Cerebellar findings: Disequilibrium, truncal or limb ataxia, scanning

(ie, monotonous) speech, intention tremor, and saccadic dysmetria are

common cerebellar findings.

Lhermitte sign: Neck flexion results in an electric shocklike feeling in

the torso or extremities

Acute disseminated encephalitis

Most commonly, altered mental status and/or personality changes

Focal findings (eg, cranial nerve defects, hemiparesis, focal seizures,

autonomic dysfunction)

Cranial nerve defects

Ataxia

Dysphasia

Meningismus, usually less common and pronounced than in meningitis

Unusual findings in MS include the absence of eye findings and isolated

motor, sensory, cerebellar, and cranial nerve lesions.

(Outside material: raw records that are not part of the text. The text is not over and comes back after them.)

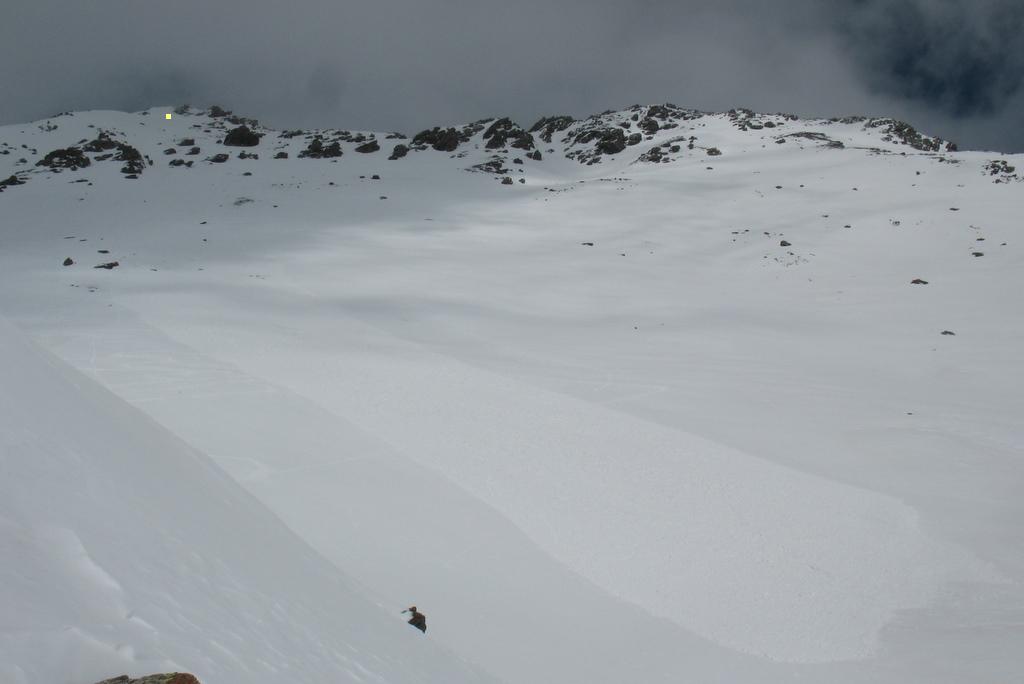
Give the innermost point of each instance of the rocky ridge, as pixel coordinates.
(637, 135)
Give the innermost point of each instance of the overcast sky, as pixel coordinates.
(952, 68)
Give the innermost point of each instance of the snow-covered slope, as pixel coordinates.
(124, 550)
(669, 408)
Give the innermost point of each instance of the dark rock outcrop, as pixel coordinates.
(546, 127)
(441, 139)
(66, 158)
(132, 159)
(102, 142)
(169, 678)
(243, 136)
(316, 150)
(506, 132)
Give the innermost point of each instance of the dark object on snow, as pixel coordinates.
(419, 621)
(440, 139)
(68, 158)
(242, 136)
(169, 678)
(316, 150)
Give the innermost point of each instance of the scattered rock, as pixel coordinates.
(66, 158)
(169, 678)
(316, 150)
(132, 159)
(102, 142)
(242, 136)
(440, 139)
(505, 132)
(548, 126)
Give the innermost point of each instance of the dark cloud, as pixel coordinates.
(951, 67)
(965, 58)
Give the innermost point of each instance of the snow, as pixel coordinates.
(127, 551)
(685, 452)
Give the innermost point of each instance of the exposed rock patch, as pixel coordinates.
(243, 136)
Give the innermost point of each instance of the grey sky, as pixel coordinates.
(952, 68)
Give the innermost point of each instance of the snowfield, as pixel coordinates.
(628, 420)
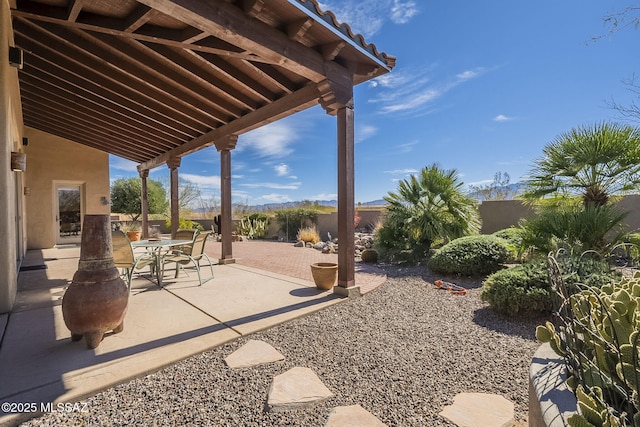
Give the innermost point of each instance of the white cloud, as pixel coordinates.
(402, 12)
(406, 93)
(118, 163)
(407, 171)
(282, 169)
(275, 198)
(367, 17)
(273, 140)
(364, 132)
(203, 181)
(273, 185)
(502, 118)
(323, 196)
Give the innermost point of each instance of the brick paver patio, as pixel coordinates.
(284, 258)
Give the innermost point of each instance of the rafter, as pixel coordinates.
(290, 104)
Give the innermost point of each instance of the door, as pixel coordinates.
(68, 213)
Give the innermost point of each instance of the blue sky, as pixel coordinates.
(480, 87)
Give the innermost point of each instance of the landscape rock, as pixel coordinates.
(253, 353)
(295, 388)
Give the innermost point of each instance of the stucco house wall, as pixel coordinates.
(52, 160)
(12, 228)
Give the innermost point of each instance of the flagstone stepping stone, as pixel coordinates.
(253, 353)
(480, 410)
(352, 416)
(296, 388)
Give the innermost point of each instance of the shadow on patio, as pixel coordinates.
(39, 364)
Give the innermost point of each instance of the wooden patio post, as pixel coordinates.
(224, 146)
(346, 204)
(144, 202)
(174, 164)
(336, 97)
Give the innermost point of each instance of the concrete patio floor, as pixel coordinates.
(40, 365)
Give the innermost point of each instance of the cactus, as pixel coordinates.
(252, 228)
(604, 343)
(369, 256)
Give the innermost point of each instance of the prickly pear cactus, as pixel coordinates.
(601, 344)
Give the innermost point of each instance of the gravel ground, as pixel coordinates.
(402, 352)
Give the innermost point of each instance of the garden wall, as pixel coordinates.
(499, 214)
(495, 214)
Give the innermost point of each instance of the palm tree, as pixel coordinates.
(427, 208)
(592, 162)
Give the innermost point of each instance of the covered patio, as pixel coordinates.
(39, 363)
(155, 80)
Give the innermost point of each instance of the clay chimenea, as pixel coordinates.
(97, 299)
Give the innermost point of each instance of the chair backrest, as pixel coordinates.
(198, 244)
(122, 250)
(186, 234)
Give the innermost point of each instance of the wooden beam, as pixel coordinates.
(297, 29)
(229, 23)
(252, 7)
(283, 107)
(331, 50)
(74, 9)
(140, 16)
(37, 12)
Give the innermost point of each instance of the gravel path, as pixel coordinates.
(402, 352)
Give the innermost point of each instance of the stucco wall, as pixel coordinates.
(11, 224)
(51, 160)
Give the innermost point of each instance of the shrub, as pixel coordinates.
(186, 223)
(309, 234)
(292, 220)
(369, 256)
(255, 228)
(470, 256)
(526, 289)
(426, 208)
(513, 240)
(522, 289)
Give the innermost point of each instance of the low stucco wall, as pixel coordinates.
(500, 214)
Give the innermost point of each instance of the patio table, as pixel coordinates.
(157, 246)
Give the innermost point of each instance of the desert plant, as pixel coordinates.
(292, 220)
(252, 228)
(526, 288)
(565, 223)
(513, 241)
(308, 235)
(126, 197)
(593, 162)
(186, 223)
(369, 256)
(600, 339)
(426, 208)
(470, 256)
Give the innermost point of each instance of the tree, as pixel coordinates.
(498, 190)
(126, 197)
(591, 162)
(426, 208)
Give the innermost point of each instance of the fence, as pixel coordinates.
(596, 330)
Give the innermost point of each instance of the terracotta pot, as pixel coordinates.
(324, 274)
(97, 299)
(134, 236)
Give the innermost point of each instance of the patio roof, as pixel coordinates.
(149, 80)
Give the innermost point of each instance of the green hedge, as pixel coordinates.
(470, 256)
(525, 289)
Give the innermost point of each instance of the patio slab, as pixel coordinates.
(39, 362)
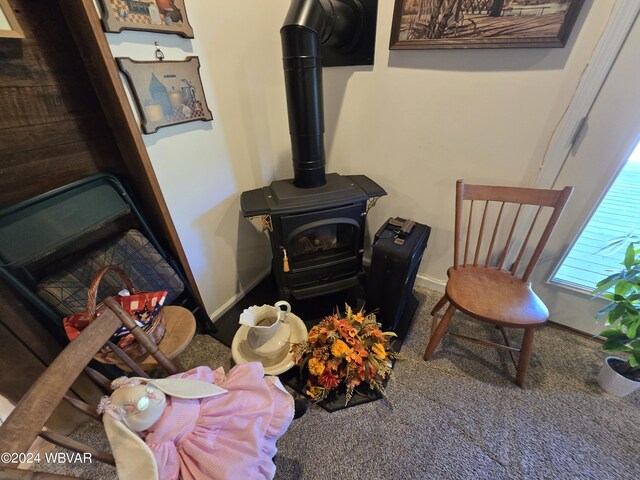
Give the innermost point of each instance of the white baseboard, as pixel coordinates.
(215, 316)
(430, 282)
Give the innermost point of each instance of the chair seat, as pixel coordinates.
(495, 296)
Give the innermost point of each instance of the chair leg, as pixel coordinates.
(525, 356)
(434, 313)
(434, 341)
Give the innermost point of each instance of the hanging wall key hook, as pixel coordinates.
(159, 54)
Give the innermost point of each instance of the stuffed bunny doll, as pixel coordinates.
(198, 424)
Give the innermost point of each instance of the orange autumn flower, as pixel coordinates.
(329, 380)
(353, 356)
(316, 366)
(379, 351)
(345, 350)
(339, 349)
(359, 317)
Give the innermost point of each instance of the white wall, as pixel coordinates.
(415, 122)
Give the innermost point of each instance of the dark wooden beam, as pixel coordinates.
(84, 23)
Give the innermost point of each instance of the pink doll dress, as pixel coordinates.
(230, 436)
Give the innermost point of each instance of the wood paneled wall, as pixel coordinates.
(52, 132)
(52, 128)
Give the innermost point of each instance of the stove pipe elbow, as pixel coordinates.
(301, 36)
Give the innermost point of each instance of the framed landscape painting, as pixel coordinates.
(166, 16)
(166, 92)
(430, 24)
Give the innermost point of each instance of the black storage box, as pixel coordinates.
(397, 251)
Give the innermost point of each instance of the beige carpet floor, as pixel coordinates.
(460, 416)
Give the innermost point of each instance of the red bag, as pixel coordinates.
(144, 307)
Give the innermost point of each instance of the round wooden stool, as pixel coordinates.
(180, 329)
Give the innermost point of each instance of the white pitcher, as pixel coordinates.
(269, 330)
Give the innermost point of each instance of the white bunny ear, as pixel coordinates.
(187, 388)
(134, 459)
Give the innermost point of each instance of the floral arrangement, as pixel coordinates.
(350, 350)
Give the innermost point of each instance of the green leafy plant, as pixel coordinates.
(623, 313)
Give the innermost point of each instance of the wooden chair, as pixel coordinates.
(28, 418)
(489, 290)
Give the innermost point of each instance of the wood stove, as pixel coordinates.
(316, 221)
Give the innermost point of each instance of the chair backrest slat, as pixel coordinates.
(493, 237)
(466, 246)
(515, 265)
(556, 200)
(507, 244)
(481, 233)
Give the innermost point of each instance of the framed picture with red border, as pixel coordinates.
(166, 16)
(433, 24)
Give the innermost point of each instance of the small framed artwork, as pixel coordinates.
(166, 16)
(431, 24)
(166, 92)
(9, 27)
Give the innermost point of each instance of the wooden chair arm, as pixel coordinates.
(27, 419)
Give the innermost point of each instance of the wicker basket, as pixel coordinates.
(127, 343)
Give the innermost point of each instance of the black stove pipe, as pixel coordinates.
(301, 41)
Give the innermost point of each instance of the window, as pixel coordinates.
(616, 218)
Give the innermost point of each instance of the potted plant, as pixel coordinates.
(618, 376)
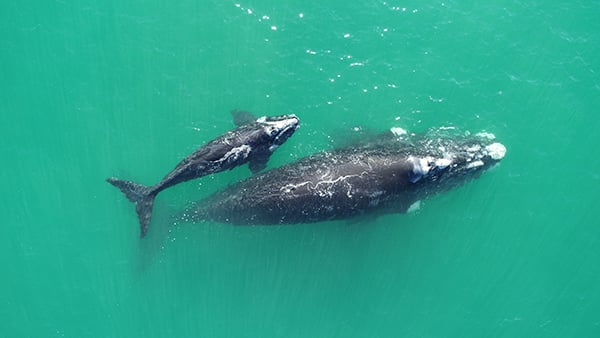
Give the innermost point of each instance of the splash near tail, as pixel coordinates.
(142, 196)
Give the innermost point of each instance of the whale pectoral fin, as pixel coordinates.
(258, 163)
(241, 117)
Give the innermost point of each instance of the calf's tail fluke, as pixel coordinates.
(142, 196)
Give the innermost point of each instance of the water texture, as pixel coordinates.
(97, 89)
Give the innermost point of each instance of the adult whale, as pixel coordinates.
(388, 175)
(252, 142)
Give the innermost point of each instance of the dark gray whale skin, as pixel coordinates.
(252, 142)
(386, 176)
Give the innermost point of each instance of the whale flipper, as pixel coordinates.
(142, 196)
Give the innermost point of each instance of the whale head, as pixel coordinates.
(447, 162)
(275, 130)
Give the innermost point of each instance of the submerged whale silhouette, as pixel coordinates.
(252, 142)
(388, 175)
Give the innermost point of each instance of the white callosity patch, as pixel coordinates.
(442, 163)
(398, 131)
(474, 164)
(421, 167)
(489, 136)
(496, 150)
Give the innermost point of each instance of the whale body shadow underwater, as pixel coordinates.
(389, 173)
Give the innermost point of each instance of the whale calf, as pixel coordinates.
(252, 142)
(388, 175)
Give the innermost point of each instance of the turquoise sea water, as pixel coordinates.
(96, 89)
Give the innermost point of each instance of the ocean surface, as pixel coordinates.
(94, 89)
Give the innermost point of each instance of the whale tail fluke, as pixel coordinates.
(143, 197)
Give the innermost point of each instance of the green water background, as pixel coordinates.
(96, 89)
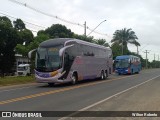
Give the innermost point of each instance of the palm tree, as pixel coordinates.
(125, 36)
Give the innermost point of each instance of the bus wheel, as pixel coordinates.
(74, 78)
(51, 84)
(102, 75)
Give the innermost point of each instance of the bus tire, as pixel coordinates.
(102, 75)
(51, 84)
(74, 78)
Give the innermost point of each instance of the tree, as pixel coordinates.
(8, 41)
(123, 37)
(25, 35)
(58, 31)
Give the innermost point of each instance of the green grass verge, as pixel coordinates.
(16, 80)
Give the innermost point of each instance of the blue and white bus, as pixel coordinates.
(64, 60)
(127, 64)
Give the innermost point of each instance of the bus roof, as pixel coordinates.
(63, 41)
(126, 56)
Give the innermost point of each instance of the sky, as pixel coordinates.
(142, 16)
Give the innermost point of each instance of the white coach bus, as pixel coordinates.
(64, 60)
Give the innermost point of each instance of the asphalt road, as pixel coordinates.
(117, 93)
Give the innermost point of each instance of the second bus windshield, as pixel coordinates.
(48, 59)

Causes: MS commonly is believed to result from an autoimmune process.

What triggers the autoimmune process is not clear, but the nonrandom

nature of its geographic distribution suggests an isolated or additive

environmental effect and/or inadvertent activation and dysregulation of

CNS immune processes by a retroviral infection that was perhaps acquired

in childhood. On the basis of bench research findings, some authorities

implicate human herpesvirus-6 (HHV-6) variant B group 2, while others

implicate Chlamydia pneumonia.

Polygene inheritance accounts for a familial rate of 10-20%; yet, most

studies confirm that a monozygotic twin has only a 30% risk of acquiring

MS, suggesting a genetic predisposition to an environmental viral agent.

As in systemic lupus erythematosus (SLE), human leukocyte antigen (HLA)

patterns of patients with MS tend to differ from those of the general

population.

Although no present studies support a connection between hepatitis B

vaccination and MS, worldwide anecdotal reports prompted the Centers for

Disease Control and Prevention (CDC) to investigate this possibility

(see CDC web site

http://www.cdc.gov/nip/vacsafe/concerns/MS/default.htm).

Optic neuritis is attributable to MS in 50% of cases; the remaining 50%

of cases are probably postinfectious. Ischemic optic neuropathy,

arteriovenous malformations, tumors, and other compressive lesions

usually present more gradually with additional symptoms or atypical

features, but these complications should be pursued aggressively in any

patient presenting with ON.

Acute transverse myelitis, when not attributable to MS, most likely is

infectious (eg, Epstein-Barr virus [EBV], Lyme [rare]) or

postinfectious. An important ED exclusion in these patients is

mechanical compression by tumor, abscess, or aneurysm.

Acute disseminated encephalitis involves a poorly defined

immune-mediated demyelinating process.